Antes de reciclar piense en reducir y reusar.   La práctica de las 3Rs es la clave para reducir la cantidad de desechos.   La opinión de…

MAYTEÉ   ZACHRISSON
mayteez@prsolutions.com.pa.

Es de todos conocidos que el tema de la basura no es ni será algo fácil de solucionar, y también sabemos que el dejar de producir basura es inevitable; en parte porque crecimos con el hábito de ‘usar y tirar’ los desechos.   El tema de la basura y el reciclaje había decidido engavetarlos y no escribir sobre ellos por un tiempo; era una manera pasiva de desconectarme de un problema que estamos viviendo.   Algunos están más desesperados que otros;   la realidad es que la situación se escapó de las manos de quienes tienen la responsabilidad de este mal heredado de muchos años.

Durante los últimos días he mantenido conversaciones con expertos sobre el tema y decidí expresar mi manera de pensar. No voy a enfocar el lado negativo de esta crisis; más bien me gustaría reflexionar cómo la basura se puede convertir en una oportunidad de mejorar nuestro medio ambiente; que considero es lo que en este momento deseamos y que si hay buena disposición podemos llevarlo a cabo.
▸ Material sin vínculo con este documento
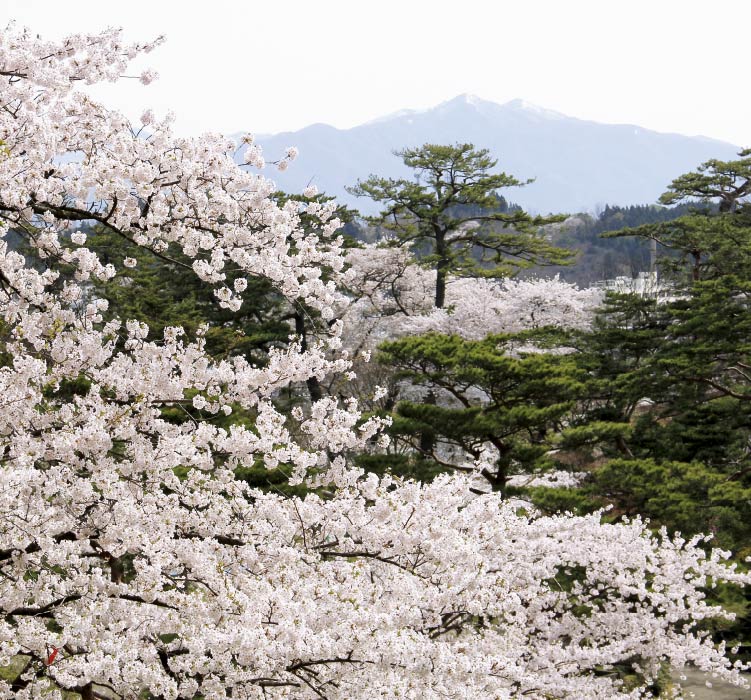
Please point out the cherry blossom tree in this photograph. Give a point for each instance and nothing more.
(134, 564)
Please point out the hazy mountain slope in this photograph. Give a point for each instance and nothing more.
(577, 164)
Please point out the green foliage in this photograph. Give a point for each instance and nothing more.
(451, 214)
(489, 393)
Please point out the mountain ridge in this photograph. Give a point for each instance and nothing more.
(577, 164)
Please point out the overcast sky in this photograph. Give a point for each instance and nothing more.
(278, 65)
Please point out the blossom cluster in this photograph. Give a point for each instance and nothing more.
(129, 546)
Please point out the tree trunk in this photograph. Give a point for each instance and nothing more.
(314, 386)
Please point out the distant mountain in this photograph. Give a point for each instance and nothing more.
(578, 165)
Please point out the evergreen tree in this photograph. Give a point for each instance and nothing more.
(452, 215)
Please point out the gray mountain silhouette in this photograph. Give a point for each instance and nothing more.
(577, 165)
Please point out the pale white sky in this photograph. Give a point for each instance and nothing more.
(278, 65)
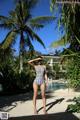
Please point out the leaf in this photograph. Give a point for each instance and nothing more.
(60, 42)
(77, 39)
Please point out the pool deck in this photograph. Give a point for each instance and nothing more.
(22, 105)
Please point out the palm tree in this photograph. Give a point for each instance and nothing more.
(70, 21)
(20, 23)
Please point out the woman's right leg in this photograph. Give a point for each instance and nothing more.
(35, 89)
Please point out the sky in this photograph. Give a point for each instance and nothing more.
(48, 34)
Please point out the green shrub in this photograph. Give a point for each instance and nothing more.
(74, 107)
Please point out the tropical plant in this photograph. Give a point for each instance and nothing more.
(68, 22)
(20, 23)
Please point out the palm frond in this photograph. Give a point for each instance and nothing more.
(60, 42)
(33, 35)
(42, 19)
(7, 42)
(3, 18)
(77, 39)
(36, 26)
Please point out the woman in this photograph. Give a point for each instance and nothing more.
(41, 77)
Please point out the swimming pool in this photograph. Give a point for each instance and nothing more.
(56, 86)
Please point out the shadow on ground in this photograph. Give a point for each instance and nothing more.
(9, 102)
(56, 116)
(51, 104)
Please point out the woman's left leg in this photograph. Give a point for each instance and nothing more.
(42, 87)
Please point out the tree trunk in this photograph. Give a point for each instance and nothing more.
(21, 52)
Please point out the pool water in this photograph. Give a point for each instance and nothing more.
(56, 86)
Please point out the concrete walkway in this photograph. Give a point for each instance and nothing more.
(22, 105)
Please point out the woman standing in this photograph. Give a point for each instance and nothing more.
(41, 77)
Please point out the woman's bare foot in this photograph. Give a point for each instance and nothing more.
(45, 112)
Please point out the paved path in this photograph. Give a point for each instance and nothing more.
(22, 105)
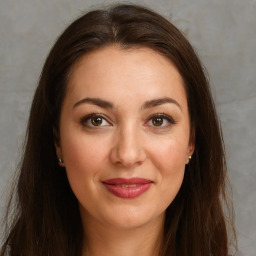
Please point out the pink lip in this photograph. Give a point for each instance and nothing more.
(127, 188)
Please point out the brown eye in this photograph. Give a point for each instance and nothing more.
(96, 121)
(157, 121)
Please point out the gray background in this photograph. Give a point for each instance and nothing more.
(223, 33)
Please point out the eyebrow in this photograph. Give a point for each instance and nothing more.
(160, 101)
(106, 104)
(95, 101)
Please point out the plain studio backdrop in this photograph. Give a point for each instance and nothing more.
(223, 33)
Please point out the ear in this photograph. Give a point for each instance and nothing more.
(57, 144)
(191, 146)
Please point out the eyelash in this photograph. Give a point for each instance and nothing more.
(163, 116)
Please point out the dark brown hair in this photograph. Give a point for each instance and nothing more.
(46, 218)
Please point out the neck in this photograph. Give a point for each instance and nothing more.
(107, 240)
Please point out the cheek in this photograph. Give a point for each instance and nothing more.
(169, 158)
(83, 160)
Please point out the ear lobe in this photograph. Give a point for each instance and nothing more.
(57, 143)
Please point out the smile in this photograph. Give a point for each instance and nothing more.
(127, 188)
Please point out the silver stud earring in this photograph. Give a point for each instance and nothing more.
(60, 161)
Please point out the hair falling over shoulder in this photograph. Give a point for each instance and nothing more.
(43, 217)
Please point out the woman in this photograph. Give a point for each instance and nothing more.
(124, 152)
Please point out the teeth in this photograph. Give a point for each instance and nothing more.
(127, 185)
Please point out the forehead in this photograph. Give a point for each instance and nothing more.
(114, 73)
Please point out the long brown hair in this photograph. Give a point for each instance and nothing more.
(46, 218)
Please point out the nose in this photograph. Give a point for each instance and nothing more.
(128, 150)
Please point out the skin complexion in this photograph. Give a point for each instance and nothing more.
(124, 140)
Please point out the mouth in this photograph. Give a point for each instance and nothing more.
(127, 188)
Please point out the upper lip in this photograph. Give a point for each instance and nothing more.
(118, 181)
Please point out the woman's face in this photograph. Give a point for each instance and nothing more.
(124, 136)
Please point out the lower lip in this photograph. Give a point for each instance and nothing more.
(128, 192)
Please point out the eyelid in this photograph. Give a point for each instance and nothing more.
(85, 118)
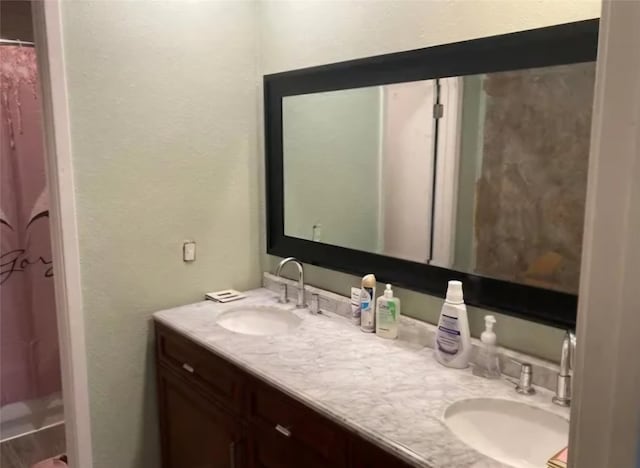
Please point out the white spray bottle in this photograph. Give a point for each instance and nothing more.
(453, 340)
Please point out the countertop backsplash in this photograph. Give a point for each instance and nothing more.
(422, 333)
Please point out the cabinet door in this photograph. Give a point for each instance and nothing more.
(195, 432)
(269, 449)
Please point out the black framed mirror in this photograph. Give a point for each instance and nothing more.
(461, 161)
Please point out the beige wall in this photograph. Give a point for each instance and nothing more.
(163, 116)
(297, 34)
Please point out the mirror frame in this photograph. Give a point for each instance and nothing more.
(555, 45)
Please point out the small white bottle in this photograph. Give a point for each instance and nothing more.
(453, 340)
(387, 314)
(487, 364)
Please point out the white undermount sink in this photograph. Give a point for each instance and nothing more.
(510, 432)
(259, 320)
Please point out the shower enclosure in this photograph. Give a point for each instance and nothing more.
(31, 415)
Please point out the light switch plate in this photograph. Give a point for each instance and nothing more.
(189, 251)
Lo positivo es que ya hay personas, empresas, organizaciones sin fines de lucro, centros educativos, oficinas gubernamentales, entre otros, preparados, capacitados y con toda la mejor disposición de poder hacer un cambio sustancial en cuanto a la buena disposición de residuos y regalarnos un mejor ambiente en donde vivir.

Se piensa que la solución es el reciclaje, pero tenemos que tener muy presente que el reciclaje es la tercera acción de la ley de las 3Rs: Reducir, Reusar y Reciclar.

Si repensamos he intentamos reeducarnos cómo hacer las cosas para generar menos desperdicios tendríamos una ciudad más limpia y ahorros sustanciales en nuestra economía; pero sobre todo la satisfacción personal de proteger el medio ambiente.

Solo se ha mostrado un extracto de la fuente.